As seen in FIG. 1, a motor-vehicle door latch has a housing with a primary and secondary L-shaped housing parts 1 and 6 on which are mounted a standard latch fork 2, a retaining pawl 3, and two operating levers 5 and 6. More specifically, the housing part 1 is formed unitarily of heavy sheet metal as a pair of substantially planar flanges 1 a and 1 b extending in perpendicular directions y and x. The part 6 is similarly formed with a first flange 6 a parallel to the flange 1 a and two second flanges 6 b parallel to the flange 1 b. The part 1 is formed with guide/stiffening slots 13 and ribs.
Pivot pins 7 a and 7 b extend parallel to each other from the flange 1 a to the flange 6 a of the part 6 and form a solid traverse-like assembly solidly fixing the rotation axes of the fork 2 and pawl 3 relative to each other. The fork 2 turns on the pivot 7 a and the pawl 3 on the pivot 7 b. Thus the flanges 1 a and 1 b and the pivots 7 a and 7 b form a solid traverse-like assembly that solidly prevents any shifting of the axes of the fork 2 and pawl 3 relative to each other. Even if the door whose bolt is engaged by the fork 2 is subjected to considerable transverse forces in direction 6 or even crushed inward in an accident, the two pins 7 a and 7 b will not shift relative to each other. These pins 7 a and 7 b can either be permanently fixed to the parts 1 and 6 by riveting or welding, or secured removably thereto by threading their ends and providing attachment nuts.
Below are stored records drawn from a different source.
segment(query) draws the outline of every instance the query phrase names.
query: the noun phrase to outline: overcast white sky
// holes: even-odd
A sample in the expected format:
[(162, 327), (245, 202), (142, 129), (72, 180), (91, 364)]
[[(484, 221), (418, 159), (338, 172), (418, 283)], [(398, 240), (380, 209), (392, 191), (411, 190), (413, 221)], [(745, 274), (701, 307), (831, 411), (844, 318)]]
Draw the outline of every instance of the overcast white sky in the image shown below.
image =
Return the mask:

Two parallel pivot pins 8 a and 8 b extend between the flange 1 b and the coplanar flanges 6 b of the housing part 6. The levers 4 and 5 are pivoted on the pins 8 a and 8 b to move in a direction Z perpendicular to horizontal directions x and y, the former direction being parallel to the normal direction of travel of the motor vehicle provided with the inventive latch. Unillustrated Bowden cables, actuating rods, or the like connect the levers 4 and 5 to inside and outside handles of a door holding the latch. The part 6 is fixed relative to the part 1, by the pins 7 a and 7 b.
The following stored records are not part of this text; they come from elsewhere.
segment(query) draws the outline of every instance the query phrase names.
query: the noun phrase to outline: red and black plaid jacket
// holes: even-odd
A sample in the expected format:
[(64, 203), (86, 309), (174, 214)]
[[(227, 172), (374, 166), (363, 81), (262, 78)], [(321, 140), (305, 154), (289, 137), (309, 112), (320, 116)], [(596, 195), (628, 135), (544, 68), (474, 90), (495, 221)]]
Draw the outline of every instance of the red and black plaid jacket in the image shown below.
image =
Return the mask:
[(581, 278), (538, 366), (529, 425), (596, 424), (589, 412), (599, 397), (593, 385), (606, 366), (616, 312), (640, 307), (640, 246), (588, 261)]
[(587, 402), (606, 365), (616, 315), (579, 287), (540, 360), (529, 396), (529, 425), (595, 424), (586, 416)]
When the levers 4 and 5 are pivoted about their respective pins 8 a and 8 b by action on their outer ends in the direction z, these pins 8 a and 8 b are also urged apart or toward each other. The forces exerted on these pins 8 a and 8 b are never as great as the nominal forces exerted on the pins 7 a and 7 b, so that these pins 8 a and 8 b need only be solidly anchored in the flange 1 b of the part 1 in order to resist them.
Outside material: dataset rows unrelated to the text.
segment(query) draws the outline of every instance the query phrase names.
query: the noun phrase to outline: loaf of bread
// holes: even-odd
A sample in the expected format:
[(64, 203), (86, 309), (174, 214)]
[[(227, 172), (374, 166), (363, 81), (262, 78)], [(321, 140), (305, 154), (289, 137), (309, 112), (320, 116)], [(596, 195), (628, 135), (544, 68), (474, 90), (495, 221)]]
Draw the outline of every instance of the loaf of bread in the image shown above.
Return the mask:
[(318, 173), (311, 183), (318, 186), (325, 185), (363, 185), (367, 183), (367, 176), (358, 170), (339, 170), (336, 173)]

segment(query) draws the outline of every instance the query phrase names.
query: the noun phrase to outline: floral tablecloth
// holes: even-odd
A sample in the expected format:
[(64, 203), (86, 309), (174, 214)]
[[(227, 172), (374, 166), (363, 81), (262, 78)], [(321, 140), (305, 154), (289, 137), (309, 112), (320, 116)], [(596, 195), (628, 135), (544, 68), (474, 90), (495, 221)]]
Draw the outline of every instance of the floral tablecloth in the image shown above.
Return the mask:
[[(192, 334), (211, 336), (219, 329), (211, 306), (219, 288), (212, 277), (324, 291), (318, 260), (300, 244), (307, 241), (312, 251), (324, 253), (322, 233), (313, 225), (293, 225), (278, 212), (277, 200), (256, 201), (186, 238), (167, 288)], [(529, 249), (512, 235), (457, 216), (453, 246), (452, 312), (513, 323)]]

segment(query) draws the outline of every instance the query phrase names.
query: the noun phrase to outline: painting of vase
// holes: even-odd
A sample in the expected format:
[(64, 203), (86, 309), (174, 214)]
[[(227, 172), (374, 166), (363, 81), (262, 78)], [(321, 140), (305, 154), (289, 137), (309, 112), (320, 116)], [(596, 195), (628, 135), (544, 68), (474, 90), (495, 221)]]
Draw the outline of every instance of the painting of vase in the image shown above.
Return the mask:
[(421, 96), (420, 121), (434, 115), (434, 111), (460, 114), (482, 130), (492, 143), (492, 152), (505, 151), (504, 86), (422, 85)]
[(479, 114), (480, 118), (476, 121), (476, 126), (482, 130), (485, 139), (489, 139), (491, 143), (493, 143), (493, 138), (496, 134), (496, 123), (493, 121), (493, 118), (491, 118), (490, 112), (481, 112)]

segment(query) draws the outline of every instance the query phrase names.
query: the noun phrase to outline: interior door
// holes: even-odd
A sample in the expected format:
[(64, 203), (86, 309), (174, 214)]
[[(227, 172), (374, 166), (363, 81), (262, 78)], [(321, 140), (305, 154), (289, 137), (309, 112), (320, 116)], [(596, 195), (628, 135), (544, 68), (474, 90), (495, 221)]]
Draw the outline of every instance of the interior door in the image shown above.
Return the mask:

According to the invention the outer ends of the pins 8 a and 8 b, as shown for pin 8 a in FIG. 2, are each fitted with a bolt 9 having a small-diameter shaft 11 threaded axially into the respective pin 8 a and passing through a slot 10 in the flange 6 b and a large-diameter head 12 lying outside the flange 6 b. The head 12 is spaced in the direction y from the end of the pin 8 a by a distance S equal to substantially more than a thickness T of the flange 6 b. The slot 10 is elongated parallel to the direction x and is of a length substantially greater than a diameter of the bolt shaft 11.
It is therefore possible for the outer ends of the two pivot pins 8 a and 8 b to shift, if necessary, limitedly in the directions x and y, but not in the perpendicular direction z relative to the housing assembly formed by the parts 1, 6, 7 a, and 7 b. Thus if, for instance, the entire lock housing 1 is deformed so that its flanges 1 a and 1 b form slightly less than a right angle with each other, the pins 8 a and 8 b will not jam, but will shift in the slots 10 through a play L, leaving the mechanism operational. The pins 8 a and 8 b will not, however, be able to shift away from or toward each other, that is in the direction z, so that the levers 4 and 5 will continue to interfit and coact properly.
In practice the bolt 9 can be of uniform diameter, that is without a head 12, since spreading of the flanges 1 a and 1 b is not encountered. The play L in the direction x as well as play in the direction y between the outer ends of the pins 8 a and 8 b and the housing part 6 allows these parts to be assembled easily and built to somewhat loose tolerances.